Effect of Trema guineensis (celtidaceae) on ethanol-induced hypertension in Wistar rats.

Balakiyém KADISSOLI, Aklesso Piwèlong MOUZOU, Tcha PAKOUSSI, Kwashie EKLU-GADEGBEKU, Kodjo A. AKLIKOKOU, Messanvi GBEASSOR.

Abstract
Objective: Trema guineensis is a traditional medicinal plant used to treat cardiovascular diseases in Africa. Here, we evaluated the effects of its hydro-alcoholic leaves on ethanol-induced hypertension.
Method: Four groups of five rats each were used in this study.

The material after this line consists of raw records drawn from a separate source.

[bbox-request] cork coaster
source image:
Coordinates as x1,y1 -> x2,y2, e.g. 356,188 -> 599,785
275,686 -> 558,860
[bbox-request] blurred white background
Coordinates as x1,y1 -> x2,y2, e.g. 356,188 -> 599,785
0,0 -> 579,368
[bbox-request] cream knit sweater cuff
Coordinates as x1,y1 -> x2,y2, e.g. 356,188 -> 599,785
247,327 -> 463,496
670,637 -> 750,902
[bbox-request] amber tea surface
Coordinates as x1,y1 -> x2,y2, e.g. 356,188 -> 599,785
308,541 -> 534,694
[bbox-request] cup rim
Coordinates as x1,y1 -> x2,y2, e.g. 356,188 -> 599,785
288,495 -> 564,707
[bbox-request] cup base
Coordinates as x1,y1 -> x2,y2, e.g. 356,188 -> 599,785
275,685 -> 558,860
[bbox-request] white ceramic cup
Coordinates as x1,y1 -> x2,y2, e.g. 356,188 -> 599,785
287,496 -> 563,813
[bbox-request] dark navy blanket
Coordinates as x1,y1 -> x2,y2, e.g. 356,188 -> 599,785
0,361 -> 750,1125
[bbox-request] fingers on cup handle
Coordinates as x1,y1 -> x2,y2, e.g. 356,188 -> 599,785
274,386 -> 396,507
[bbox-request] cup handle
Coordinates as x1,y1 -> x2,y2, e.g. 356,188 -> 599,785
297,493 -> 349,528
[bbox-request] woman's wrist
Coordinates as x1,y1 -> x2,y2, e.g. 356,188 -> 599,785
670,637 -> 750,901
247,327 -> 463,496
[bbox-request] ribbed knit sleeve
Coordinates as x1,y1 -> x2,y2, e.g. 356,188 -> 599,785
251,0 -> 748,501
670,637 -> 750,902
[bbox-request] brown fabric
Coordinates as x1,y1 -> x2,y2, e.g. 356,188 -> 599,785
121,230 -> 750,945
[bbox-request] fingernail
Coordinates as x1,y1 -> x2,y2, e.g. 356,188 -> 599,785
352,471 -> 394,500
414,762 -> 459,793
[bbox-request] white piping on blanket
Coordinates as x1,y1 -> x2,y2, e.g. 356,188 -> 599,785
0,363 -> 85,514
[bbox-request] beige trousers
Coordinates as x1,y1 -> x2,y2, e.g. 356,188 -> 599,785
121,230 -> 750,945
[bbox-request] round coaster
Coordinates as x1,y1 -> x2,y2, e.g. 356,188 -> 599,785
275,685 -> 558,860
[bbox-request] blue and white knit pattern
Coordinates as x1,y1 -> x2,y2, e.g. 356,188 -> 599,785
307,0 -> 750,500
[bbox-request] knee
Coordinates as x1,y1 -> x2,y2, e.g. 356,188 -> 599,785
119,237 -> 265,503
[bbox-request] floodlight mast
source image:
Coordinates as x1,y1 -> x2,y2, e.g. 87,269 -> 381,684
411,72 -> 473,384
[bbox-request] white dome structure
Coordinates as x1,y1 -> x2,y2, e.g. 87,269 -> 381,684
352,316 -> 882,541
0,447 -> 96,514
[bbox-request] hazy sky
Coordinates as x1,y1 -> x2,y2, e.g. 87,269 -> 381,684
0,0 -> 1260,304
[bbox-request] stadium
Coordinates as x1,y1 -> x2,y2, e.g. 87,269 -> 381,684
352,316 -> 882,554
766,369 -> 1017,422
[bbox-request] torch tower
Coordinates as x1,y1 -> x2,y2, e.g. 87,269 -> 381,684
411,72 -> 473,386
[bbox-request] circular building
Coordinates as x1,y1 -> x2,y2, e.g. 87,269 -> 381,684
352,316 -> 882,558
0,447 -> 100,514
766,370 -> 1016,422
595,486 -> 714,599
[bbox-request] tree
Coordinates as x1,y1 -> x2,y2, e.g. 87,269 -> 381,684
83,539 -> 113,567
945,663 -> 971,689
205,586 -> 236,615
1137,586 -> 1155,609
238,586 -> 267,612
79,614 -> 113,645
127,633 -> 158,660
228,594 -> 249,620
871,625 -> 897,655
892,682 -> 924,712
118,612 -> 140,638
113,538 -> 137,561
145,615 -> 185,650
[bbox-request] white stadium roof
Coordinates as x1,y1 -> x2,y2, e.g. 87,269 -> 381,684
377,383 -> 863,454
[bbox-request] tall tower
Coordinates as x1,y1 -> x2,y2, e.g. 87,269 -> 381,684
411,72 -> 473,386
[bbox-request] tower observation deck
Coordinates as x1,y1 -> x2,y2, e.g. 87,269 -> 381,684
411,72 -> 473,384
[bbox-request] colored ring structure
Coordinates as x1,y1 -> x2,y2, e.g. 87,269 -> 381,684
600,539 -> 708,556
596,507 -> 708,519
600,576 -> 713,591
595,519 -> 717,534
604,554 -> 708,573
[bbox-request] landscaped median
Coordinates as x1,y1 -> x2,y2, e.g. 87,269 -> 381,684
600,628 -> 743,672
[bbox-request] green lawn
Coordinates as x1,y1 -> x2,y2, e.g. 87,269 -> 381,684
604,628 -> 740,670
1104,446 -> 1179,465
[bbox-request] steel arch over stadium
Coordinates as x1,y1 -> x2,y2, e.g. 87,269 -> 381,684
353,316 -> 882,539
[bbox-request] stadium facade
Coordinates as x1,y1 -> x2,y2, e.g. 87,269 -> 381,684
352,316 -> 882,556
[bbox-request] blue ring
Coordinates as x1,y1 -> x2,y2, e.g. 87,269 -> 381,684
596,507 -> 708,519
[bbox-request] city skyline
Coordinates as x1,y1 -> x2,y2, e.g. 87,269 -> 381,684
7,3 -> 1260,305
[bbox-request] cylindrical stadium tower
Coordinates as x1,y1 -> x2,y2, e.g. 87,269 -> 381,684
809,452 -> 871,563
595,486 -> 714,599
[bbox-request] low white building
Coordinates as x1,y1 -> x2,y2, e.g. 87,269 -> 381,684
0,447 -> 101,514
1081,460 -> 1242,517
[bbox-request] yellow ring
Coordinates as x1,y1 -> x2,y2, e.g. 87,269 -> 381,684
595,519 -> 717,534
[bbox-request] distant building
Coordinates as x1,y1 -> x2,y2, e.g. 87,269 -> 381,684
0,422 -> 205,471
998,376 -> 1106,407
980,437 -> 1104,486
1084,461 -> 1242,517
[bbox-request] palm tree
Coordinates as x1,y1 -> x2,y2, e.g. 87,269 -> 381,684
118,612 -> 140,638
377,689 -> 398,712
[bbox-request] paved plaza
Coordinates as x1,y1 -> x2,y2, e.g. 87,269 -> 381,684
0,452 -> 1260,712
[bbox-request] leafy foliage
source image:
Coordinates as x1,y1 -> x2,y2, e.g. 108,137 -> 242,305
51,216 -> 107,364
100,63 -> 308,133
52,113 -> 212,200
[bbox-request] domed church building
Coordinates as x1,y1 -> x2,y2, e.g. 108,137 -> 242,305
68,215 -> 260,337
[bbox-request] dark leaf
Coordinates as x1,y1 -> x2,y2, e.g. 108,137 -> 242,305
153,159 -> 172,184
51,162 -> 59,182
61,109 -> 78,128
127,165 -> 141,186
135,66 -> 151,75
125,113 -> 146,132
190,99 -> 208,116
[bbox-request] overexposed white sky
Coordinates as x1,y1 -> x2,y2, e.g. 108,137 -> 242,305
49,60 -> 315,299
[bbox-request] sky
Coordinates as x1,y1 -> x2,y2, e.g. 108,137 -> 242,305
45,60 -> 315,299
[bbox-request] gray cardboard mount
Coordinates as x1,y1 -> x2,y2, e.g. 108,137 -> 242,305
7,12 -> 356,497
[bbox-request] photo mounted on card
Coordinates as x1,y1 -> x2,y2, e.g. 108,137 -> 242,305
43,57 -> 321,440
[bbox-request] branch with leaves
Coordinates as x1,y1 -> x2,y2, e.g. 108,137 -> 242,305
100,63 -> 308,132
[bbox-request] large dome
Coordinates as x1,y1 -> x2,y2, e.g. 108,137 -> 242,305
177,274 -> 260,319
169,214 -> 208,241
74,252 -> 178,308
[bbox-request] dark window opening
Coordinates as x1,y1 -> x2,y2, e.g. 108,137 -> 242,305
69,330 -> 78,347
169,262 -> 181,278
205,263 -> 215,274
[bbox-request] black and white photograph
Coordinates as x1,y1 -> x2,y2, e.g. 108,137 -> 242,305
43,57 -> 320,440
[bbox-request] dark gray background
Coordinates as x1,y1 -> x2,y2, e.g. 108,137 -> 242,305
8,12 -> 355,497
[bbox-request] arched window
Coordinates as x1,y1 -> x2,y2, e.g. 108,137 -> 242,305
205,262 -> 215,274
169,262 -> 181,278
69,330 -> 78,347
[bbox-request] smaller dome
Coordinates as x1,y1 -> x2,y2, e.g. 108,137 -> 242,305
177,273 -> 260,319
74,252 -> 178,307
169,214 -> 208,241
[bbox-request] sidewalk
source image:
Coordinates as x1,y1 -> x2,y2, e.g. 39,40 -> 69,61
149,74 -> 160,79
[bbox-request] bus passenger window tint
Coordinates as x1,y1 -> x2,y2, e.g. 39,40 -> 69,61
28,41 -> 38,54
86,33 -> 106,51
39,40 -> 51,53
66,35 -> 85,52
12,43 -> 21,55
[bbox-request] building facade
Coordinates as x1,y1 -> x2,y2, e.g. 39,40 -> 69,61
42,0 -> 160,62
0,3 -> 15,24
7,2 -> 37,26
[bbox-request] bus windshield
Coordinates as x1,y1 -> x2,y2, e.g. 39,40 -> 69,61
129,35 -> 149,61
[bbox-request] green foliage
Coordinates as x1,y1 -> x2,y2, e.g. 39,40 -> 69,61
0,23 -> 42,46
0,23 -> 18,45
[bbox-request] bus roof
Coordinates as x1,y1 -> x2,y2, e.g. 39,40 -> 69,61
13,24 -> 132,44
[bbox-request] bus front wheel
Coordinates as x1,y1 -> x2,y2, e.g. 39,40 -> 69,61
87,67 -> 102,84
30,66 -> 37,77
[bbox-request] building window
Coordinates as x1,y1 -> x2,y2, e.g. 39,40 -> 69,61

Group I, the control group, received distilled water (10 mL kg-1), Group II received ethanol (35°) at 3 g/kg, and Groups III and IV received ethanol (35°) at 3 g/kg followed by 200 and 400 mg/kg extract respectively. Ethanol solutions were administered over eight weeks.
Results: The ethanol solutions increased body weight, blood pressure, superoxide dismutase (SOD), and malondialdehyde (MDA), and reduced glutathione (GSH) and nitric oxide (NO). As for the hematological parameters, the ethanol solutions reduced hemoglobin (HB), red blood cells (RBCs), white blood cells (WBCs), platelets (PLTs), polymorphonuclear cells (PNs), and lymphocytes (LYs), as well as corpuscular volume (VGM) compared to the control group. The T. guineensis extract significantly prevented increased body weight, blood pressure, SOD, MDA, GSH, and NO. The extract also normalized hematological parameters.
Conclusion: These results suggest that this extract contains antihypertensive properties that protect against against ethanol-induced hypertension.

Key words: hypertension; Trema guineensis; antioxidant; oxidative stress; ethanol; hematological parameters.